Remove Background From Images Easily With Clipping Magic

Want to remove the background from an image and just focus on the subject? That’s easy, just Photoshop it. Don’t know Photoshop? Well, that’s a problem now, isn’t it? Not with Clipping Magic, it’s not. In fact, by the end of this post, some of us who know Photoshop may even opt to use Clipping Magic instead.

intro image

Clipping Magic is an alpha-stage, free online tool which helps you to easily remove background from images. If you’re struggling with the lasso tool on Adobe Photoshop, you should definitely try this to ease your life.

Remove Background From An Image

To start, browse to Clipping Magic and choose an image file that you want to work on. Depending on the image size, you may need to wait a few minutes.

Choose an image to upload

You will now see two copies of your image: one is the ‘Original+Mask’ image and another is the ‘Result Preview’ image.

the interface

On the ‘Original+Mask’ image, there’s a green brush. The green brush is used to highlight the part of the image that you want to keep. For this guide, the part that we want to keep is the gun-wielding hero and the Android it is protecting.

highlight part to keep

Press Spacebar to change the brush to red and use this to highlight the area you want removed. You can instantly see on ‘Result Preview’ the outcome.

highlight part to remove

Made a mistake? Press Ctrl + Z to undo or you can press X to turn it to a blue brush then use it to highlight the mistake that you made.

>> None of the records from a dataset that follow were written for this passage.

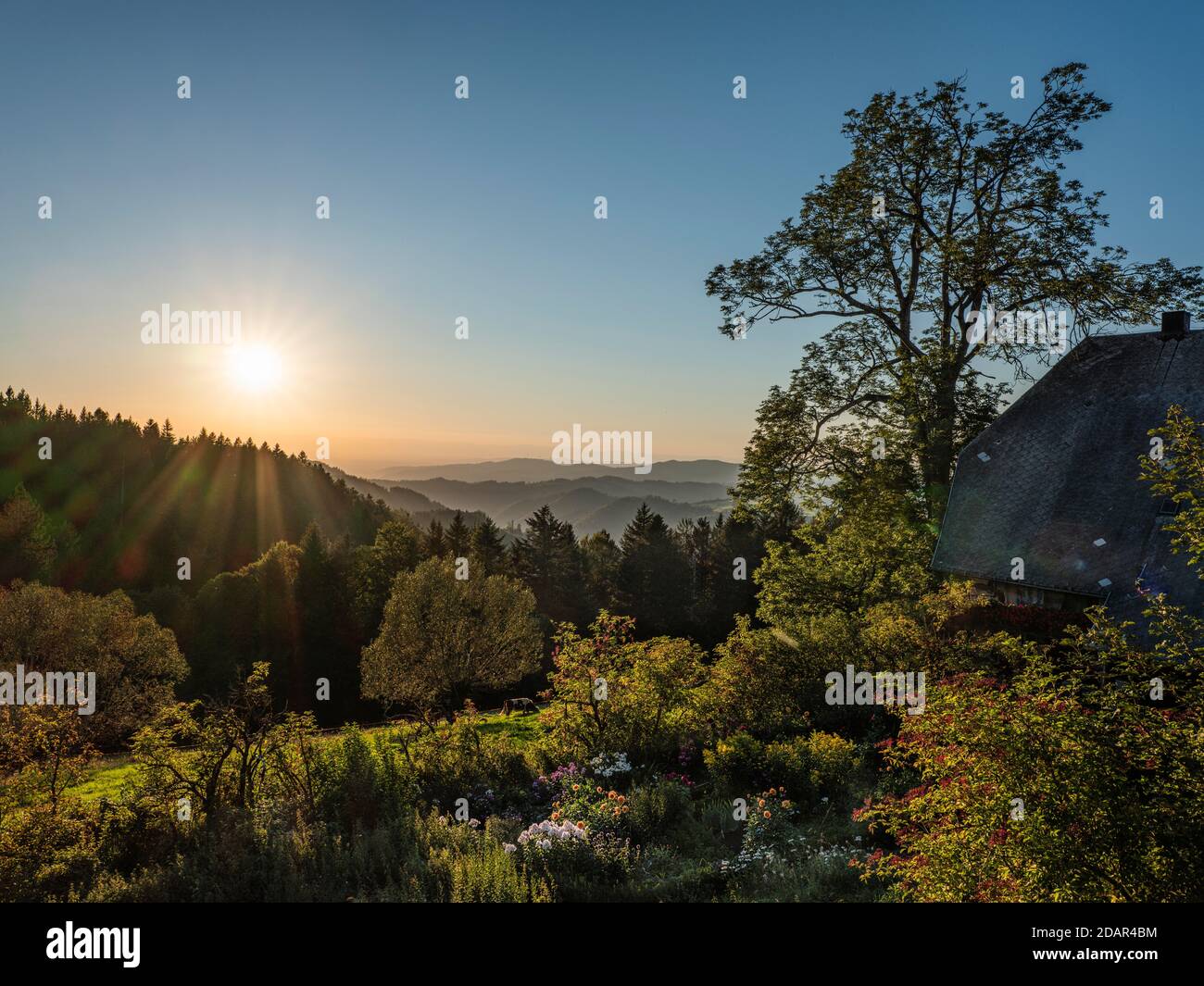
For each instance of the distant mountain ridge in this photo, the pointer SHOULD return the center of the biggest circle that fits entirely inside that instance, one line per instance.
(590, 502)
(542, 469)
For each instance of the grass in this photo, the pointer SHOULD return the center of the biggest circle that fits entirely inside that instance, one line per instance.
(107, 777)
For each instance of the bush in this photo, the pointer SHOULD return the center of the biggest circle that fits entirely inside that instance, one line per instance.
(809, 767)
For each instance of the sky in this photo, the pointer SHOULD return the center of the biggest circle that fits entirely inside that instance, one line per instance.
(484, 208)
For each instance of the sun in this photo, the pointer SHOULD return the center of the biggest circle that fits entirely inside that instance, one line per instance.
(256, 368)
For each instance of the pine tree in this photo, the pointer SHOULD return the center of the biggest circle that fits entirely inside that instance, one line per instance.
(458, 536)
(488, 547)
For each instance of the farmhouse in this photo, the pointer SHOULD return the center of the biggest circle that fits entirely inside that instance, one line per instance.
(1050, 490)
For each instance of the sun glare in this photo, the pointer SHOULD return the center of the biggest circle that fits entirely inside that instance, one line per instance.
(256, 368)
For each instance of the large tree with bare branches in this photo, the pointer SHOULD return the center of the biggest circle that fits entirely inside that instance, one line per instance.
(946, 209)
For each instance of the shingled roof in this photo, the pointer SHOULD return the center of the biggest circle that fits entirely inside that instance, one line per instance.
(1054, 481)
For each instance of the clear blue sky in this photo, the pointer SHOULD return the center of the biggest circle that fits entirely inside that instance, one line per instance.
(484, 207)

Press Ctrl + Y to redo what has been undone.

highlight mistake

When you’re done, you can download the image by clicking on Download on the top bar.

click download

Apart from downloading the result, you can also share the result with friends.

download result or copy link address

Limitation

Clipping Magic might come out as an intelligent web tool, but there’s one major problem: it doesn’t have brush size control. The default brush size is rather large and you might have problems which involve highlighting areas you don’t want highlighted. To compensate, try zooming in first before higlighting with the brush. The brush is relatively smaller in this zoomed mode.